I speculate that one of the reasons we have a general ignorance to the basics of heat fabrication--among other things--is due to the development of urban specialists. As civilization progressed, people began centralizing into cities because it facilitated commerce, reproduction, and power mechanisms like law. Cities were more productively efficient than rural communities because people could focus their abilities on certain tasks, relying on others to specify in different tasks. So if you are a chimney-builder, you just do that. If I am a blacksmith, I just do that. You get the benefit of my stove and I get the benefit of your chimney. Knowledge of both tasks is indeed unnecessary for survival because someone else has complementary knowledge that helps everyone in the collective.

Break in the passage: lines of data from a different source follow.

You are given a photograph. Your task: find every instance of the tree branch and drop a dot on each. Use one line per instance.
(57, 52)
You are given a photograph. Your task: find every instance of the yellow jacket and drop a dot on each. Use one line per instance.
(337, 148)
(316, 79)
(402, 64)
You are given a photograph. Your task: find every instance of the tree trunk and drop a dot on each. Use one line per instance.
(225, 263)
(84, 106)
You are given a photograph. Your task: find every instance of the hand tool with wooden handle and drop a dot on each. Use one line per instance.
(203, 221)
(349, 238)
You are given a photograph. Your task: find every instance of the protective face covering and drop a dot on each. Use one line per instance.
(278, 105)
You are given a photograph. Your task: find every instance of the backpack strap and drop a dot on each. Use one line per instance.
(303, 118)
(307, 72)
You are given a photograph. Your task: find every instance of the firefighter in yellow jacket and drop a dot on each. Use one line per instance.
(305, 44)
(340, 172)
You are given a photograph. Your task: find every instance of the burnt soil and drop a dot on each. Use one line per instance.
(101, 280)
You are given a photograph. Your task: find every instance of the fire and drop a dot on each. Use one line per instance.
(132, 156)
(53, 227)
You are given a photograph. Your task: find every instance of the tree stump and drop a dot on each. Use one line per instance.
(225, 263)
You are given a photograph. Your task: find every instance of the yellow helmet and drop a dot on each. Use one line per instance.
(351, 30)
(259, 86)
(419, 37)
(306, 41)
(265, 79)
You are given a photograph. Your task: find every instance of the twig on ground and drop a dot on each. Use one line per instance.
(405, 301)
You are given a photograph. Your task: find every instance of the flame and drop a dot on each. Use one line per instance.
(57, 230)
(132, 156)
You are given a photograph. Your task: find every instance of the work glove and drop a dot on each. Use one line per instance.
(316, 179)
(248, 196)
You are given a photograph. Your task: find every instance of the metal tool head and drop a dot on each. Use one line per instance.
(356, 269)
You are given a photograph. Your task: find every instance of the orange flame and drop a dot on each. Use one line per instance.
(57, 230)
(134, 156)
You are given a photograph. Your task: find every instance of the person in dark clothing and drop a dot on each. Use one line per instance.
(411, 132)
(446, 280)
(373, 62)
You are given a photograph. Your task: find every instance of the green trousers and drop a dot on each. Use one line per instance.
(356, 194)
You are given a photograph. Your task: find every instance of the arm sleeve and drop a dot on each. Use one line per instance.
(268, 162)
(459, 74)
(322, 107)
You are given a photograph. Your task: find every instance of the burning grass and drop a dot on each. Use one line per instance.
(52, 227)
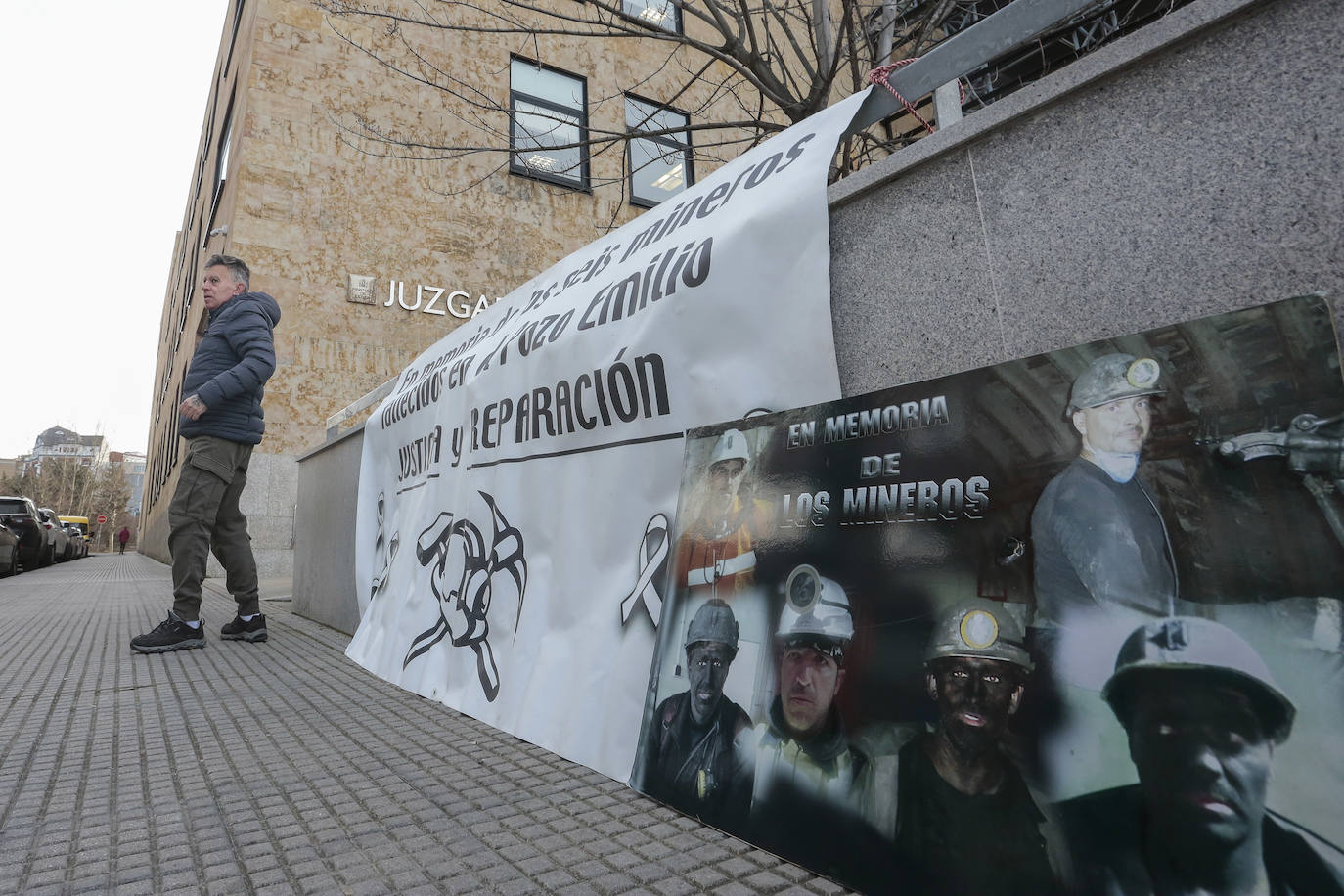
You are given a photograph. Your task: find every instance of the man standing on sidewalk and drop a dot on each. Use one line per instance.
(222, 421)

Is reliance on a system of complementary knowledge therefore a system that breeds ignorance and incompetence? Only if we choose not to learn the other knowledge, regardless if we are not going to perform it every day. I think this is one of the main differences between an agrarian community and urbanized civilization. Agrarian communities were fiercely loyal to helping one another (just think of how the Native Americans helped the Pilgrims who aptly destroyed them), so cities were not unique in the development of complementary tasking, however since agrarian communities lived alongside nature and not away from it via productive and consumptive mechanisms, each person had more of a general knowledge of fundamental mechanisms of survival. They appreciated nature. Building fires, skinning animals and tanning hides, and identifying food vs toxin were thus basic tools non-urbanized peoples had, which urbanites saw no use for once they moved out of the country and into the city. Production-based systems are inherently opposed to primitive agrarian systems, because the more independent and competent you are toward your survival, the less you need to rely on production. Hence, an amnesia toward the progression of heat-fabrication is natural. Our general ignorance of basic tools of survival is one of the basic institutions of power, not an accidental development.